O líder do grupo guerrilheiro pró-iraniano Hezbollah (Partido de Deus), xeque Hassan Nasrallah afirmou ontem que uma possível mudança da embaixada dos EUA de Tel Aviv para Jerusalém dará aos árabes o direito de destruir a representação diplomática e matar os seus funcionários.
‘‘Vocês (americanos) podem mudar a sua embaixada (para Jerusalém) e enviar os seus diplomatas para lá. Mas o nobre povo reduzirá sua embaixada a escombros e mandará seus diplomatas de volta para casa dentro de caixões’’, afirmou Nasrallah antes de interromper o seu discurso pelos gritos de ‘‘Allahu Akbar’’ (Deus é grande) emitidos por centenas de seguidores. ‘‘Esta é a única lógica que americanos e israelenses entendem’’, finalizou o xeque, que falou na vila de Jibshett, no sul do Líbano.
Nasrallah estava respondendo a uma entrevista transmitida, na sexta-feira, pela rede de televisão israelense, na qual o presidente dos EUA, Bill Clinton, afirmou estar considerando a mudança da embaixada norte-americana em Israel de Tel Aviv para Jerusalém.

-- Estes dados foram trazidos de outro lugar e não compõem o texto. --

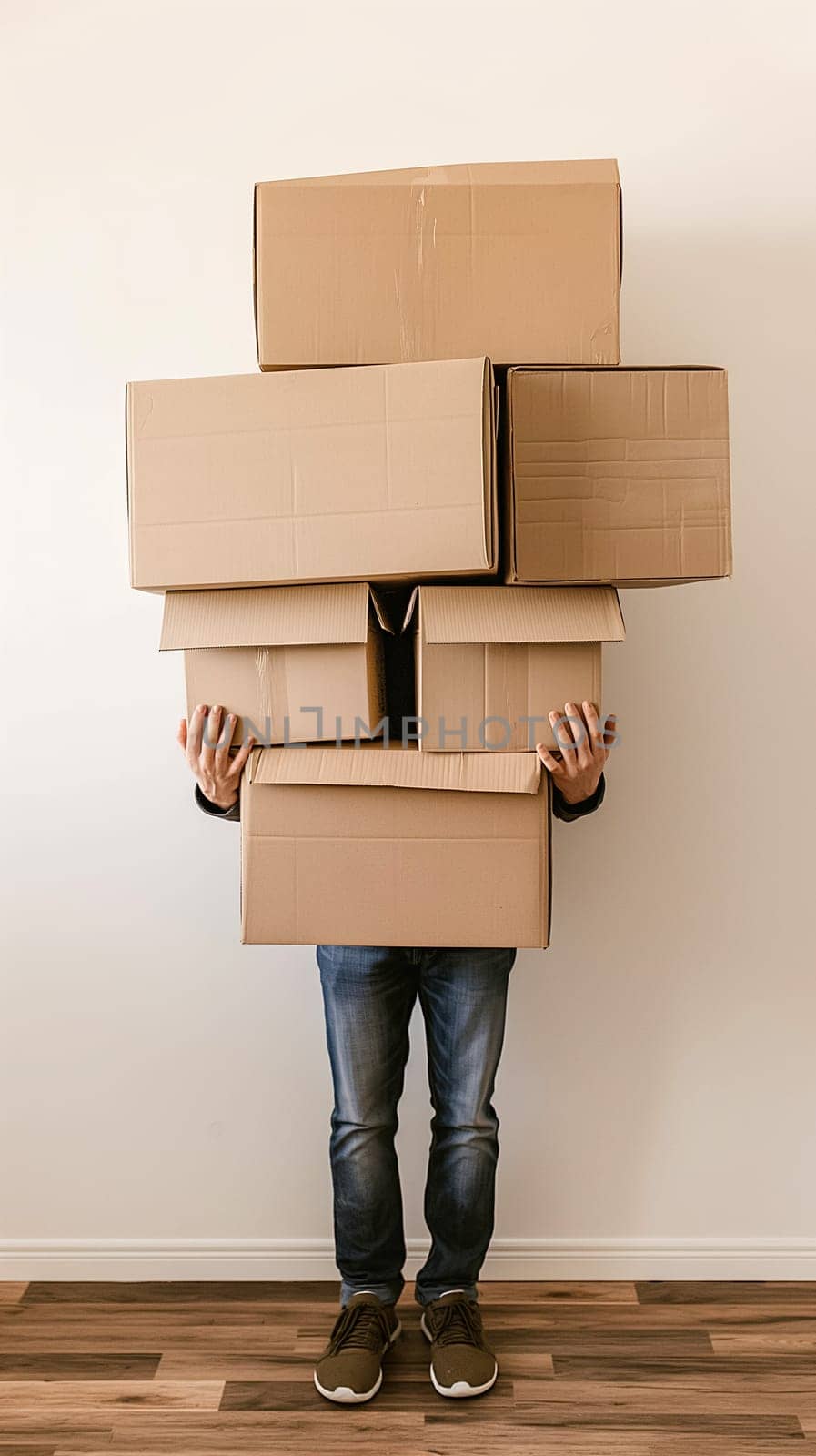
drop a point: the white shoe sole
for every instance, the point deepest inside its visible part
(460, 1390)
(344, 1395)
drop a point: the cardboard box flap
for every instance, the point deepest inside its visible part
(463, 174)
(519, 615)
(380, 766)
(269, 616)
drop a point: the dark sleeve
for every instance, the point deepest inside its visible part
(213, 808)
(570, 812)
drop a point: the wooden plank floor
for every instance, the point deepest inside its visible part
(653, 1369)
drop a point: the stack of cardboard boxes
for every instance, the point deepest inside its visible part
(439, 407)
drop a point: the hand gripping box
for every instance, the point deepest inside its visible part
(390, 846)
(492, 662)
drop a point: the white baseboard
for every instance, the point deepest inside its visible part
(315, 1259)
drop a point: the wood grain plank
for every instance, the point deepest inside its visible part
(711, 1292)
(77, 1365)
(87, 1395)
(12, 1290)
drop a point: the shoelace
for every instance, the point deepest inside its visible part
(359, 1327)
(457, 1324)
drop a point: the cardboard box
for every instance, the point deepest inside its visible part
(519, 261)
(323, 475)
(390, 846)
(492, 662)
(617, 477)
(294, 662)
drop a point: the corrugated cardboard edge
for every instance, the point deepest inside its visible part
(179, 631)
(489, 465)
(376, 764)
(509, 571)
(130, 477)
(598, 606)
(547, 928)
(255, 309)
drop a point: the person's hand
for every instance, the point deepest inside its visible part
(206, 743)
(585, 744)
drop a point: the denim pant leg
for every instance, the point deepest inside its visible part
(368, 995)
(463, 996)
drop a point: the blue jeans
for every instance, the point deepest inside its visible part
(368, 995)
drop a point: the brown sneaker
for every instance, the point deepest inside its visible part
(351, 1368)
(461, 1363)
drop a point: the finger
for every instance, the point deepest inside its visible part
(223, 746)
(580, 735)
(561, 733)
(553, 764)
(196, 732)
(210, 737)
(609, 733)
(237, 764)
(594, 725)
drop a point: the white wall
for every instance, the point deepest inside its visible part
(163, 1091)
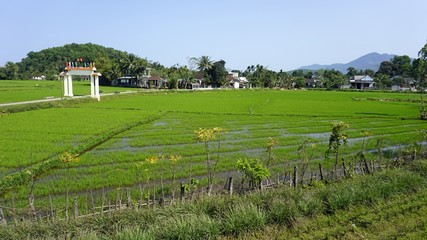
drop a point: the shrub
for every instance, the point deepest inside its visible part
(243, 218)
(283, 212)
(188, 226)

Segundo Clinton, a decisão será tomada antes do final do ano.
A proposta de Clinton enfureceu os árabes, que defendem a soberania palestina sobre Jerusalém oriental, de maioria árabe, que foi capturada da Jordânia durante a Guerra do Oriente Médio, em 1967. Os comentários de Clinton também levantou dúvidas sobre a imparcialidade norte-americana no processo de paz do Oriente Médio.